Kuwaiti prosecutor demands extended sentence for convicted royals

A Kuwaiti public prosecutor has demanded harsher sentences for three Kuwaiti royals convicted of insulting the state on social media.
2 min read
14 June, 2016
A petition has called on Kuwaiti courts to extend the sentences [Getty]
Three Kuwaiti royals convicted of insulting the state should be given a 29 year sentence, not five, a public prosecutor said.

A petition created and delivered to the appeals court by Dherar al-Asoussi requests an increase in the sentence initially handed to the royals after they were found guilty of insulting the state on social media platforms, Whatsapp and Twitter.

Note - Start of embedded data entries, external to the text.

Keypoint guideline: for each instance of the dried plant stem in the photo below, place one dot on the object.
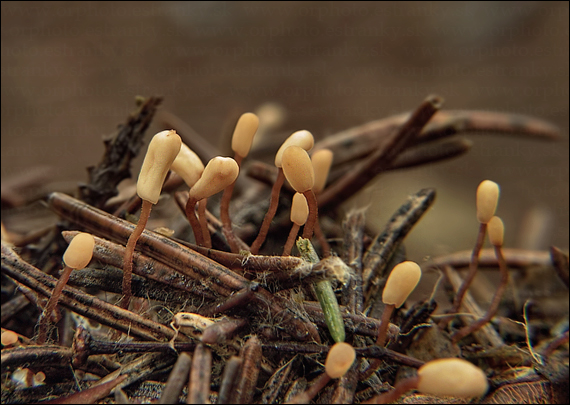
(199, 384)
(176, 380)
(184, 260)
(204, 223)
(313, 214)
(325, 294)
(494, 307)
(225, 212)
(52, 304)
(130, 250)
(82, 303)
(229, 380)
(400, 389)
(193, 219)
(380, 341)
(291, 239)
(273, 203)
(487, 335)
(468, 278)
(308, 395)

Asoussi challenged the verdicts and demanded harsher jail terms in the case that saw 13 defendants tried for insulting the country's emir, judges and spreading false news about the Gulf state.

But the appeals court has not yet set a date for the hearing and must waited for verification from the supreme court.

Last month, a lower court indicted the three royals, including Sheikh Athbi al-Fahad Al-Sabah, the emir's nephew and a former head of the secret service police to five years in jail, along with two other royals accused of insulting senior judges online.

Three others also received prison sentences while seven people were reportedly acquitted.

Although the convicts remain free, the interior ministry maintained it was searching for Sheikh Athbi after failing to locate him during a raid on his home.

Similar cases have emerged from Kuwait in recent years with another member of the royal family being arrested for accusing the government of corruption in July 2012.

Similarly, two other royals were interrogated for sympathetic tweets in support of the Kuwaiti opposition.

Most recently, Sheikh Ahmad al-Fahad, an international sports figure and current president of the Olympic Council of Asia was given a six-month suspended prison sentence for quoting the Emir without permission.